In this study, we rely on human knowledge to classify user accounts as Anonymous and Identifiable. In particular, we leverage Amazon Mechanical Turk (AMT). For each Twitter account, we present the account name and screen name to Mechanical Turk workers and ask them to determine whether these two fields collectively contain (a) just a first name, (b) just a last name, (c) both a first name and a last name, or (d) neither a first nor a last name. The worker can also indicate (e) not sure. We instructed the Mechanical Turk workers to choose `neither a first nor a last name' and `both a first name and a last name' options only when they are completely confident, to avoid mis-labelling in situations when there is a lack of clarity (for example due to unusual international names). This enables us to have high confidence in the accounts labelled as not containing names and those containing complete (both first and last) names. To account for human error, we have each account labelled by two Mechanical Turk master workers (those with high ratings). When there is a disagreement, we ask a third master worker to assign the label and use the majority. If there is still a tie among the labels, we (the authors) manually look into the disagreements and finalize the label for the account.
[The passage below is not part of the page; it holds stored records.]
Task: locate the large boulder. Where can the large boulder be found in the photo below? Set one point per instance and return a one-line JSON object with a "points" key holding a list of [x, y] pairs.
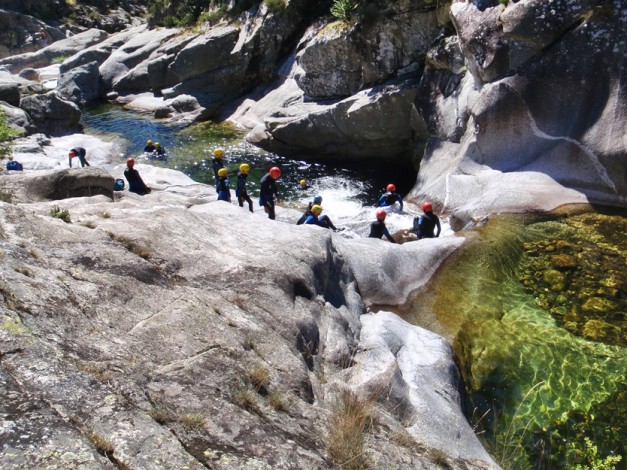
{"points": [[161, 340], [338, 62], [81, 84], [121, 64], [548, 128], [68, 183], [51, 113], [373, 124], [62, 48]]}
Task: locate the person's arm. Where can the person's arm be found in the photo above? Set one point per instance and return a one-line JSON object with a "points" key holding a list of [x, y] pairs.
{"points": [[387, 235]]}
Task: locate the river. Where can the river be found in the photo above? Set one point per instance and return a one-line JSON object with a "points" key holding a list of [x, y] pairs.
{"points": [[538, 383]]}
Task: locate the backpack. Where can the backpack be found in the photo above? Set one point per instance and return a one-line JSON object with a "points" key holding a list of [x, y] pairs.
{"points": [[118, 184], [15, 166]]}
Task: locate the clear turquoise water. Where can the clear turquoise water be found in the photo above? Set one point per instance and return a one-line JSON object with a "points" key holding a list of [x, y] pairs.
{"points": [[527, 377]]}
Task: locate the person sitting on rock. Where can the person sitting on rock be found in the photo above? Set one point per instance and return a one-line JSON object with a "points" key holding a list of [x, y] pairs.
{"points": [[159, 150], [224, 192], [241, 191], [217, 163], [390, 197], [378, 228], [315, 219], [79, 152], [425, 224], [135, 183]]}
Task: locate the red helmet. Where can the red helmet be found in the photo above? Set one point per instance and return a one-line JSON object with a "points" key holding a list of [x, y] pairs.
{"points": [[275, 172]]}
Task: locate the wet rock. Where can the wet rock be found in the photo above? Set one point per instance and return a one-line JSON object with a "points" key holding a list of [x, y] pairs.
{"points": [[563, 261]]}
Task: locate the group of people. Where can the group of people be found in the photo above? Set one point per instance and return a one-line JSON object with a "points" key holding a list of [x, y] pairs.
{"points": [[424, 226]]}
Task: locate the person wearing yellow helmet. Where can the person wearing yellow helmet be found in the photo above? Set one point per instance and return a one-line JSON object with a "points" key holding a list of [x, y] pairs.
{"points": [[240, 190], [217, 163], [224, 191], [314, 218]]}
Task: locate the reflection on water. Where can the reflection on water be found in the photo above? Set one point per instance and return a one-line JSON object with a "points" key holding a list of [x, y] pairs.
{"points": [[538, 386], [348, 192]]}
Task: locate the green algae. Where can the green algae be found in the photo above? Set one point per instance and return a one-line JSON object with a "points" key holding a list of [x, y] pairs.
{"points": [[534, 308]]}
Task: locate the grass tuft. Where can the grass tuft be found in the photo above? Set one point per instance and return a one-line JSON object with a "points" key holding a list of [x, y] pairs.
{"points": [[348, 425]]}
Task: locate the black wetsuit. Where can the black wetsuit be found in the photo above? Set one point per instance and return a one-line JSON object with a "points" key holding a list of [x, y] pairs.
{"points": [[378, 229], [267, 193], [80, 153], [135, 182], [425, 225], [241, 192]]}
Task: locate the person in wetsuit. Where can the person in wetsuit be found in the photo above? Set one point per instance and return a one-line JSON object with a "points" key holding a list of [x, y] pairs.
{"points": [[240, 191], [425, 224], [378, 228], [79, 152], [217, 163], [268, 192], [135, 182], [314, 218], [390, 197], [224, 191], [307, 213]]}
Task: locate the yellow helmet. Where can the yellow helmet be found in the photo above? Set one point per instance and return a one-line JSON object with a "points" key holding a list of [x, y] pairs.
{"points": [[316, 209]]}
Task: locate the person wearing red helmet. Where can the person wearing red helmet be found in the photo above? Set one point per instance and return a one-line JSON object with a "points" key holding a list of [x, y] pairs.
{"points": [[268, 192], [378, 228], [390, 197], [425, 224], [135, 182], [79, 152]]}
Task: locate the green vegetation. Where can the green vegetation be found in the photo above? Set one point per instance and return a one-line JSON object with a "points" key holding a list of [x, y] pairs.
{"points": [[7, 135], [63, 214], [276, 6], [346, 437], [343, 9]]}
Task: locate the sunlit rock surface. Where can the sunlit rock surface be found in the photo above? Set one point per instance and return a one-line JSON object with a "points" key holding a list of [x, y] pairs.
{"points": [[174, 330]]}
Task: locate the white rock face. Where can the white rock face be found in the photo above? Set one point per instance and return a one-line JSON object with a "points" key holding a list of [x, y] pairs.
{"points": [[190, 330]]}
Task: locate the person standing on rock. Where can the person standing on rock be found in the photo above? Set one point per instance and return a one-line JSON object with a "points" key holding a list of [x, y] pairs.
{"points": [[135, 183], [390, 197], [425, 224], [240, 191], [378, 228], [223, 188], [217, 163], [79, 152], [268, 192]]}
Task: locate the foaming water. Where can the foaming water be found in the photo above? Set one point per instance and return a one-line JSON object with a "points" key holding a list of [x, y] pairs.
{"points": [[349, 193]]}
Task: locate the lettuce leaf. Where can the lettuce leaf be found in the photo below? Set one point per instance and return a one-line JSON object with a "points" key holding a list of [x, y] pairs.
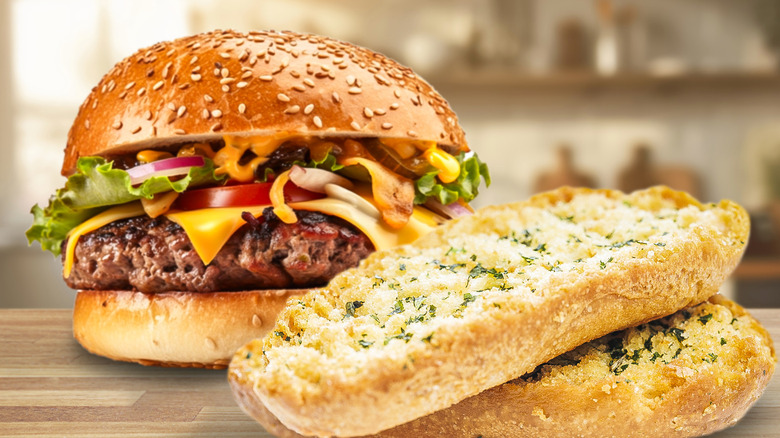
{"points": [[94, 187], [472, 171]]}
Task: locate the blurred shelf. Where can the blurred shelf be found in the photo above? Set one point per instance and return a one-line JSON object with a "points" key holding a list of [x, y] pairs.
{"points": [[591, 81], [758, 269]]}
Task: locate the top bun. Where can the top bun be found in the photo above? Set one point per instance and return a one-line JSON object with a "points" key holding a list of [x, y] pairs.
{"points": [[225, 82]]}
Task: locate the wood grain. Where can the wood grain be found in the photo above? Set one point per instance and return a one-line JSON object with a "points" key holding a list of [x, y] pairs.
{"points": [[51, 387]]}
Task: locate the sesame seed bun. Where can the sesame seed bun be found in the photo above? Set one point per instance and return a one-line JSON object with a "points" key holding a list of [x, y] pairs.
{"points": [[225, 82]]}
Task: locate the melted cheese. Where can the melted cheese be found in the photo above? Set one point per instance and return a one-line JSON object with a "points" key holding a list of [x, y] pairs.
{"points": [[210, 228], [124, 211], [228, 159]]}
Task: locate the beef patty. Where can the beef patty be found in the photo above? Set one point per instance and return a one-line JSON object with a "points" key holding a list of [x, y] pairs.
{"points": [[155, 255]]}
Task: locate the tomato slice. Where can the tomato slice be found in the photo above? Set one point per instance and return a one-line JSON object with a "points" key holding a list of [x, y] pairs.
{"points": [[241, 195]]}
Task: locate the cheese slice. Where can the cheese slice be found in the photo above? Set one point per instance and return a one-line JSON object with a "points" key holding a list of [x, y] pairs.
{"points": [[210, 228], [123, 211]]}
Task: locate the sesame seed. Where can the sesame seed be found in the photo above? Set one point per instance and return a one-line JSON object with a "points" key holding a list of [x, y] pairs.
{"points": [[167, 69]]}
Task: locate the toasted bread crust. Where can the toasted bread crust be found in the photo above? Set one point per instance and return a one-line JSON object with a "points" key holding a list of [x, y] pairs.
{"points": [[587, 399], [318, 387], [202, 87], [175, 329]]}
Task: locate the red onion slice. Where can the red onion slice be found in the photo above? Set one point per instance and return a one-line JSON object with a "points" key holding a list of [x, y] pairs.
{"points": [[452, 211], [167, 167]]}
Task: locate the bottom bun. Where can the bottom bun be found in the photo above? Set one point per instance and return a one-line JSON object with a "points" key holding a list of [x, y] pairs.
{"points": [[690, 374], [176, 329]]}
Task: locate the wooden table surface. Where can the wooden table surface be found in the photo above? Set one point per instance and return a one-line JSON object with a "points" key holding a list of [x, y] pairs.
{"points": [[51, 387]]}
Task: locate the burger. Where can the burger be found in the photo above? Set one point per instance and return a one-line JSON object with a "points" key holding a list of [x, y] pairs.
{"points": [[212, 177]]}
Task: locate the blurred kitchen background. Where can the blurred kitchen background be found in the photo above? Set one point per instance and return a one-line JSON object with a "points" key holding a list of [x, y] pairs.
{"points": [[615, 94]]}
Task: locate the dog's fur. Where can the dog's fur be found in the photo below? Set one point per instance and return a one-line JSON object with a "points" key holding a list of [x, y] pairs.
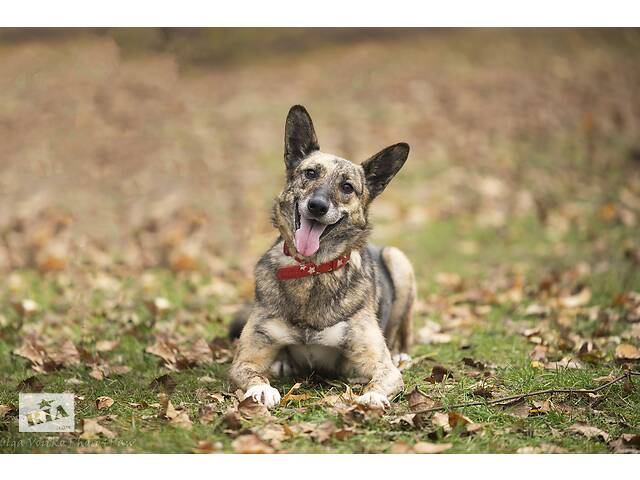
{"points": [[346, 322]]}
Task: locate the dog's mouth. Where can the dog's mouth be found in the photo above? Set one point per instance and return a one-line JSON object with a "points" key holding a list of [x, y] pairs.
{"points": [[309, 231]]}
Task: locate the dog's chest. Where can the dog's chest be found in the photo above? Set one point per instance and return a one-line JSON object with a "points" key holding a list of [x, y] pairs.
{"points": [[319, 349]]}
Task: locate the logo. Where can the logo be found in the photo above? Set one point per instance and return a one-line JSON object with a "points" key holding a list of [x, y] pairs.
{"points": [[46, 412]]}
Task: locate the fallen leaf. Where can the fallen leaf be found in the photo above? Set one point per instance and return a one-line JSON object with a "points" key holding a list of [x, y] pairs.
{"points": [[207, 446], [91, 429], [420, 447], [431, 334], [30, 384], [104, 402], [177, 417], [292, 397], [518, 409], [251, 443], [26, 307], [74, 381], [566, 362], [106, 345], [419, 402], [158, 305], [543, 448], [5, 409], [589, 431], [626, 351], [165, 383], [626, 443], [249, 408], [425, 447], [198, 354], [438, 374], [165, 350], [273, 434], [577, 300]]}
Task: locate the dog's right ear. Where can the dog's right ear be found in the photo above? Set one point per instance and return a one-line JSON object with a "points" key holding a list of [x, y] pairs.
{"points": [[299, 137]]}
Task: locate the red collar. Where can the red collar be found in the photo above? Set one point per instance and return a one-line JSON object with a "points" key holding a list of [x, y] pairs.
{"points": [[308, 269]]}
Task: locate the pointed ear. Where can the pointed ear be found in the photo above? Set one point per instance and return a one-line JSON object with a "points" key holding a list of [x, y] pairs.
{"points": [[383, 166], [299, 137]]}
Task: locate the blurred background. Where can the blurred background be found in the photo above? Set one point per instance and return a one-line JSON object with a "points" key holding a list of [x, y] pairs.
{"points": [[127, 149]]}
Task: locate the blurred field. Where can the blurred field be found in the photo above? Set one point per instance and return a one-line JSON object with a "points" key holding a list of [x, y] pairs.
{"points": [[139, 165]]}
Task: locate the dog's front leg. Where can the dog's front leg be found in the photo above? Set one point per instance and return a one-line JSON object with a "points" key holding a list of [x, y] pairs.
{"points": [[370, 357], [258, 347]]}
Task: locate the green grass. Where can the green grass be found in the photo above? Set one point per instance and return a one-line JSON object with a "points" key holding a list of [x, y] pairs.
{"points": [[491, 340]]}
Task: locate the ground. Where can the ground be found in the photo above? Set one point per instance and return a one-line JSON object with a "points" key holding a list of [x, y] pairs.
{"points": [[137, 185]]}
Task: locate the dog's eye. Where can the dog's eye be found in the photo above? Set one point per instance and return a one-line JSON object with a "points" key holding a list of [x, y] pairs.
{"points": [[346, 187], [311, 173]]}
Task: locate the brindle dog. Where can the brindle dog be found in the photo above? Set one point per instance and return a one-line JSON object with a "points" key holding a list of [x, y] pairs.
{"points": [[348, 320]]}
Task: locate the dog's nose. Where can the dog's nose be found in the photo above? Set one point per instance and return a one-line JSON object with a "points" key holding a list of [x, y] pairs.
{"points": [[318, 206]]}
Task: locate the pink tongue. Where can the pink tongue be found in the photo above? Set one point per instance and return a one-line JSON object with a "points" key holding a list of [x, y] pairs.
{"points": [[308, 236]]}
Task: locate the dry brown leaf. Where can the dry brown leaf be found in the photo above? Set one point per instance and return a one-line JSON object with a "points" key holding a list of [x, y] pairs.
{"points": [[577, 300], [626, 351], [566, 362], [198, 354], [420, 447], [104, 402], [426, 447], [91, 429], [438, 374], [5, 409], [32, 351], [626, 443], [26, 307], [165, 382], [177, 417], [165, 350], [431, 334], [251, 443], [589, 431], [519, 409], [67, 355], [406, 419], [292, 397], [106, 345], [158, 305], [543, 448], [207, 446], [273, 434], [419, 402], [249, 408]]}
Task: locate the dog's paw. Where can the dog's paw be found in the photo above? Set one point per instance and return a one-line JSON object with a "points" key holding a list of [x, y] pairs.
{"points": [[265, 394], [373, 400], [281, 368], [400, 359]]}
Using these AMT labelings, we define each user account in our data sets as follows:

? Anonymous ? A Twitter account containing neither the first nor last name (as labelled by AMT) and not containing a URL in the profile (which may point to a web page that identifies or partially identifies the user).

? Identifiable ? A Twitter account containing both a first name and a last name (as labelled by AMT).

? Highly Identifiable ? A Twitter account that is Identifiable and contains a URL reference to another social network account employing a Real-Name policy (such as Facebook or Google+). It is a subset of the Identifiable group.

? Partially Anonymous ? A Twitter account having a first name or last name but not both (as labelled by AMT).

? Unclassifiable ? A Twitter account that is neither Anonymous, Identifiable nor Partially Anonymous. Ac-

counts which have neither a first nor last name but have a URL fall under this category. Also, Twitter accounts that belong to an organization or a company belong here.

We recognize that pseudonymity is different from anonymity, and that Twitter does not support complete anonymity (where the messages are not associated with any pseudonym). However, we prefer to use the more commonly employed term Anonymous rather than the more obscure term Pseudonymous.

Drawbacks

We mention here that a small fraction of the accounts labelled Anonymous may not be fully anonymous, in that they may provide an identifiable profile photo. However, it has been shown that Twitter profile pictures are often misleading, making it hard to even deduce ethnicity or gender, and are often virtual characters (such as cartoons) or belong to celebrities [37]. Also, a small fraction of the Anonymous users may provide their real identities in their tweets. Furthermore, some users may use fake first and last names, so that a fraction of Identifiable users are effectively Anonymous users. Thus there is some noise in the user classification, noise which is difficult to completely remove. Our results will show, however, that even in the presence of this noise, the Anonymous and Identifiable groups have distinctly different behaviors.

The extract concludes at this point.